Me acerqué al capitán, impresionado. Mi amo miraba alejarse el carruaje real. El elegante sombrero de Guadalmedina contrastaba con el resto de su apariencia: manchado de barro, rasguñado, maltrecho, roto. Tanto como yo. Cuando llegué a su lado comprobé que reía contenido, casi para sus adentros. Al sentirme, volvió el rostro y guiñó un ojo, quitándose el sombrero para mostrármelo.
– Con suerte -suspiré- algo nos darán por los diamantes de la toquilla.
El capitán estudiaba los adornos del chapeo. Al cabo movió la cabeza y se lo puso de nuevo.
– Son falsos -dijo.
La Navata, agosto de 2003
EXTRACTOS DE LAS FLORES DE POESÍA DE VARIOS INGENIOS DE ESTA CORTE
Impreso del siglo XVII sin pie de imprenta conservado en la Sección «Condado de Guadalmedina» del Archivo y Biblioteca de los Duques del Nuevo Extremo (Sevilla).
DE DON FRANCISCO DE QUEVEDO
DE DON LUIS DE GÓNGORA
DE FÉLIX LOPE DE VEGA CARPIO
APROBACIÓN
He visto este libro intitulado El caballero del jubón amarillo, quinto volumen de las llamadas Aventuras del capitán Ala triste, para el que Don Arturo Pérez-Reverte pide licencia de impresión. Como los anteriores, nada encuentro en él repugnante a nuestra Santa Fe ni a las buenas costumbres; antes como lucido parto de ingenio y prendas de su autor, contiene saludables advertencias que balo apariencia de cuento y fábula donosa encierran lo más grave y serio de la humana filosofía.

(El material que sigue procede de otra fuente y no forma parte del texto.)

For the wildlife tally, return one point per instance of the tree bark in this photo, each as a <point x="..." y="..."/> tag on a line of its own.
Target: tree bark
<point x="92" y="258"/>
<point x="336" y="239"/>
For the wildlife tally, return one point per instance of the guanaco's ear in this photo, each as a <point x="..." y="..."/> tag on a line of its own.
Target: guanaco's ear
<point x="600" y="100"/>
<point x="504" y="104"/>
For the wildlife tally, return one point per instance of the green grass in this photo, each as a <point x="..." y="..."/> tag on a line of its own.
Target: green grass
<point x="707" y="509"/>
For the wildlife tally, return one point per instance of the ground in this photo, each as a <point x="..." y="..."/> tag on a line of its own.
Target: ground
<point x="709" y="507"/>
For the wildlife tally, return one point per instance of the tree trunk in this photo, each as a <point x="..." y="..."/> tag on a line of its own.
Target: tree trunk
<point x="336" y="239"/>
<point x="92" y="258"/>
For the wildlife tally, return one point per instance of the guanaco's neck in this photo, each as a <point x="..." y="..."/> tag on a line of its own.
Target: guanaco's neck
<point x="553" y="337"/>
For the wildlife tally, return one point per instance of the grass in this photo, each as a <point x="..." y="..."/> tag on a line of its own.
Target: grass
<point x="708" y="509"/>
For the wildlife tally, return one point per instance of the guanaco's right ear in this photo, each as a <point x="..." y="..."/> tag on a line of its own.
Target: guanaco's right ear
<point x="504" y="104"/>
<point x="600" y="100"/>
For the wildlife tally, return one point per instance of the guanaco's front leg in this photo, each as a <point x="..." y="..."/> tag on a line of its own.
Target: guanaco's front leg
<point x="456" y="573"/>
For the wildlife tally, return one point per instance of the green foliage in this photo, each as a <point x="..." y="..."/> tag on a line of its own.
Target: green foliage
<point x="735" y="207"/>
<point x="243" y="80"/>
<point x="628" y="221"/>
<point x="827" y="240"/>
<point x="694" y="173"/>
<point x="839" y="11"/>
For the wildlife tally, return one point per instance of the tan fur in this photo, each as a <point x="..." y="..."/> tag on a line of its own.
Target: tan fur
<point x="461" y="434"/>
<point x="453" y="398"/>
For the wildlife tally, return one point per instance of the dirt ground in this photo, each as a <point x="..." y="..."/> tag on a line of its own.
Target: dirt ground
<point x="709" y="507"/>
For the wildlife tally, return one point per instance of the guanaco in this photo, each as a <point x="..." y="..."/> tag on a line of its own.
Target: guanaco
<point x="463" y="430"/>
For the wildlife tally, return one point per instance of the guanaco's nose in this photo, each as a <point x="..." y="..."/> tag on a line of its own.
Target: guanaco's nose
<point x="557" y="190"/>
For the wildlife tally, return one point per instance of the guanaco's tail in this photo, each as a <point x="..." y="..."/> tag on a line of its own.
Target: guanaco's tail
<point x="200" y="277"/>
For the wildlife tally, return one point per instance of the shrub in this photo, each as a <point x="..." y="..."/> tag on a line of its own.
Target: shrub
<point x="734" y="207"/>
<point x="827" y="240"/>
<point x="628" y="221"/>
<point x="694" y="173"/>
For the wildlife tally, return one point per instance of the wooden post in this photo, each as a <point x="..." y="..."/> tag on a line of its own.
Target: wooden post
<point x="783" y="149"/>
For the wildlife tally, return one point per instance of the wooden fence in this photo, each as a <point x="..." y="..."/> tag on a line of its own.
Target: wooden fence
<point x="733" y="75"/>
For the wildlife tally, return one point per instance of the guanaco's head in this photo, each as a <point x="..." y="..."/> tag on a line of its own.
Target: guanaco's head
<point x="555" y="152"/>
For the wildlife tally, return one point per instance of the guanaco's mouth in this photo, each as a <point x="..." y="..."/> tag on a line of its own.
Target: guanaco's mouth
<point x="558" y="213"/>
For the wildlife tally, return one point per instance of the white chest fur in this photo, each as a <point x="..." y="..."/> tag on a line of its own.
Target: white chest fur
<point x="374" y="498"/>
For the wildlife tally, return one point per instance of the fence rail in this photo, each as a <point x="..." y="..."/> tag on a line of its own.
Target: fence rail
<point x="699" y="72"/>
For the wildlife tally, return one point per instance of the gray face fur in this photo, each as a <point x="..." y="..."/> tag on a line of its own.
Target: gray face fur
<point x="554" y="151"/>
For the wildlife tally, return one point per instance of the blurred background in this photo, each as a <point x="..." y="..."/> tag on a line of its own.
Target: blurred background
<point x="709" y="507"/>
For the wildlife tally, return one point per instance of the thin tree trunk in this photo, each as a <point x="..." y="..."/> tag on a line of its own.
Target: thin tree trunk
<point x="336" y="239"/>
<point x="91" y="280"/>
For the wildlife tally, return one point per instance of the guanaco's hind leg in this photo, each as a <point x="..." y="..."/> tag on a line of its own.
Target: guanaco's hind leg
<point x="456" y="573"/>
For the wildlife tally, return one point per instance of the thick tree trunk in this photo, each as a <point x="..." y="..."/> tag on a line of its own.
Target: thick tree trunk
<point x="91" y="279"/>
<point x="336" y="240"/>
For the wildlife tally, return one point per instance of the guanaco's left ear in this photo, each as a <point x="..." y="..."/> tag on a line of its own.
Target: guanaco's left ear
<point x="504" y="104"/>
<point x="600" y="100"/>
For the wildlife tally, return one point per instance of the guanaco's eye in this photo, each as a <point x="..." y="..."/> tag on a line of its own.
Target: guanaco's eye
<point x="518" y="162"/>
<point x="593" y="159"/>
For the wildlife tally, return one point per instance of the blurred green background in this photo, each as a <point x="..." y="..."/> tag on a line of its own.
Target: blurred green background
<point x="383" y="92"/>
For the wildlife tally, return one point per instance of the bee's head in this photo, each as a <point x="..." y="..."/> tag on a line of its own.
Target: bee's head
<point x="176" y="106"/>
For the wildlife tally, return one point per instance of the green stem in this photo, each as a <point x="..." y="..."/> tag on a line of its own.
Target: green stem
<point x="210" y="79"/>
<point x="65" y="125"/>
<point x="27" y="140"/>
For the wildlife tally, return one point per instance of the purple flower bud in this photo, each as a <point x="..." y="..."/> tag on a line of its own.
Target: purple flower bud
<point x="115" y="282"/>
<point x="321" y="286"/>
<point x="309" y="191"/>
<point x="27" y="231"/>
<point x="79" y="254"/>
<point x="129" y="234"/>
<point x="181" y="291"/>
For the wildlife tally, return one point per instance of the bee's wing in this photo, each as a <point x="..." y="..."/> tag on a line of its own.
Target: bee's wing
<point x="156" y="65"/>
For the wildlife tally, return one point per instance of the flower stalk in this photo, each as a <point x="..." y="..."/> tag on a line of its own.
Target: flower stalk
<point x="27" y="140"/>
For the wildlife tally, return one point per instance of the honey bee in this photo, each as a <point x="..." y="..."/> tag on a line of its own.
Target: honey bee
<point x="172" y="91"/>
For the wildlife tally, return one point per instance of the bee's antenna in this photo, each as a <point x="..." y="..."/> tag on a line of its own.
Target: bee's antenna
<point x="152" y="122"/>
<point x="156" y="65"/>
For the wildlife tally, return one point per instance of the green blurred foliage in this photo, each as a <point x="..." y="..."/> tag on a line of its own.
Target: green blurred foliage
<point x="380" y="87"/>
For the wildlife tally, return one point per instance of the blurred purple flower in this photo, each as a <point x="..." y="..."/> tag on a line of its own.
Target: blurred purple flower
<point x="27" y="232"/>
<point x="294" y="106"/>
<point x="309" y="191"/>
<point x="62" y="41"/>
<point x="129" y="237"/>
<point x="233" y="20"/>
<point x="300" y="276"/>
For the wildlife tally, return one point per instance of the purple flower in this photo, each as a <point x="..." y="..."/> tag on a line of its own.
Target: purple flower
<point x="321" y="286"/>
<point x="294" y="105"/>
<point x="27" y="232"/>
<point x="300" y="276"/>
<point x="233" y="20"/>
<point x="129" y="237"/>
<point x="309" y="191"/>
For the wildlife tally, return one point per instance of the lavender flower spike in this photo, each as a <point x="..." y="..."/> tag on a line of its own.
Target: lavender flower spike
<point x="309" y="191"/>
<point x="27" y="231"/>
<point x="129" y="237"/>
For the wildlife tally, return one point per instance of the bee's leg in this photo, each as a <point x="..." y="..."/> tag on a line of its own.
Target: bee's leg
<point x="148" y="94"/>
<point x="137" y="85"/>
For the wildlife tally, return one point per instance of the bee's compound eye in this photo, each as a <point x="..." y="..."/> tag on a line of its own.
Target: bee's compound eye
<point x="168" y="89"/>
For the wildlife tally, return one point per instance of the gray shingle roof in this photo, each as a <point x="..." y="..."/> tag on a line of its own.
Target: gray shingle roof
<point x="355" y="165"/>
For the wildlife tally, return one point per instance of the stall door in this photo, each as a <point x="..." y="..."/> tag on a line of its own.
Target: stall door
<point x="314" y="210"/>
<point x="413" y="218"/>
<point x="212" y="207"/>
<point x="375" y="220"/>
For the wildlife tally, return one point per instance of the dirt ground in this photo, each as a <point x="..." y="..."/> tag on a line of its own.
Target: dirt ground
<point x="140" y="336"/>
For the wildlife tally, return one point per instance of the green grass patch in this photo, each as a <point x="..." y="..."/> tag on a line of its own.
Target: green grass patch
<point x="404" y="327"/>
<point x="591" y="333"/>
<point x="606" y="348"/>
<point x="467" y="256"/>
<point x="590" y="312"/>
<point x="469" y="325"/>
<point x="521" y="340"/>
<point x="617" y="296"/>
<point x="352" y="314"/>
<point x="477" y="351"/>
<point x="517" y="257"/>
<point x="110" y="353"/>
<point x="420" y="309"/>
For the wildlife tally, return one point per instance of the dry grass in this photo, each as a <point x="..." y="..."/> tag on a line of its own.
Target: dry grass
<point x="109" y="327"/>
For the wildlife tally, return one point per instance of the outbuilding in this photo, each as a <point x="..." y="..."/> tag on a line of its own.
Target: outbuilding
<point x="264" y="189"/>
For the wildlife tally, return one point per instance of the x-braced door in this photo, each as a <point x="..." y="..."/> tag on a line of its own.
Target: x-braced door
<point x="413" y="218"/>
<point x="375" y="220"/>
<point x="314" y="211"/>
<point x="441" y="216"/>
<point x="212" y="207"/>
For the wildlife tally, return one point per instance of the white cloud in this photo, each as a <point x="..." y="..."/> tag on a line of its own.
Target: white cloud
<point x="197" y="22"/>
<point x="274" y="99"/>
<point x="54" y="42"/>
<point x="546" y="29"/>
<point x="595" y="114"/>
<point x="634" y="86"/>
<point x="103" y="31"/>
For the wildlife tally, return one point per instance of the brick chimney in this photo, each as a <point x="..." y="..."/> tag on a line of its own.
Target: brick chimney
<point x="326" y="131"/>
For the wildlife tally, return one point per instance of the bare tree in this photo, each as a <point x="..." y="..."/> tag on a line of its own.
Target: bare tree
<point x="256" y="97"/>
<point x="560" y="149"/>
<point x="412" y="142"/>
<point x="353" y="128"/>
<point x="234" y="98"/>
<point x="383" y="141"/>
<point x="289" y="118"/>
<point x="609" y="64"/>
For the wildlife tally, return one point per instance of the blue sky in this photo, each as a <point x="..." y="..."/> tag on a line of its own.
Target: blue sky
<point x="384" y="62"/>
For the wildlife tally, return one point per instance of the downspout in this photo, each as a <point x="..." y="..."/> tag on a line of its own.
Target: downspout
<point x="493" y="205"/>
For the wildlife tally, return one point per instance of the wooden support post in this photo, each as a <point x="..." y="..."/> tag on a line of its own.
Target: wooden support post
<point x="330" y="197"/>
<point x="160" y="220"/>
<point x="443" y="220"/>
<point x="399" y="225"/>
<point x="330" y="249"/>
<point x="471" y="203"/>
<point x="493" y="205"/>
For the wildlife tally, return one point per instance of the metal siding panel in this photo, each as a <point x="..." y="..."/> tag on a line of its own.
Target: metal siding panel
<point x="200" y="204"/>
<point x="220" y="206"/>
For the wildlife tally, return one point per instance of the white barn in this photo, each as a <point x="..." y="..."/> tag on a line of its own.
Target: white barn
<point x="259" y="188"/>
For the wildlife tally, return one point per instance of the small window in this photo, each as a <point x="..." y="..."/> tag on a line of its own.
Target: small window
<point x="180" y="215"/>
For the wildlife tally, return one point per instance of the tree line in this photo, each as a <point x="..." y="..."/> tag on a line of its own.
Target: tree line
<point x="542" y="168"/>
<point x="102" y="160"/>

Pese a no abundar en reflexiones cristianas o piadosas, pienso que su lectura edificará a la juventud; pues su lenguaje admira al retórico, los lances y conceptos entretienen al curioso, lo riguroso contenta al docto, lo avisado advierte al prudente, y en el cierto amargor de sus exemplos y enseñanzas hay mucha saludable instrucción, por lo que resulta de él no menos provecho que deleite.
Por todo lo cual es mi parecer que se le debe dar al autor la licencia de impresión que pide.
Fecha en Madrid, a diez días del mes de octubre, año de 2003.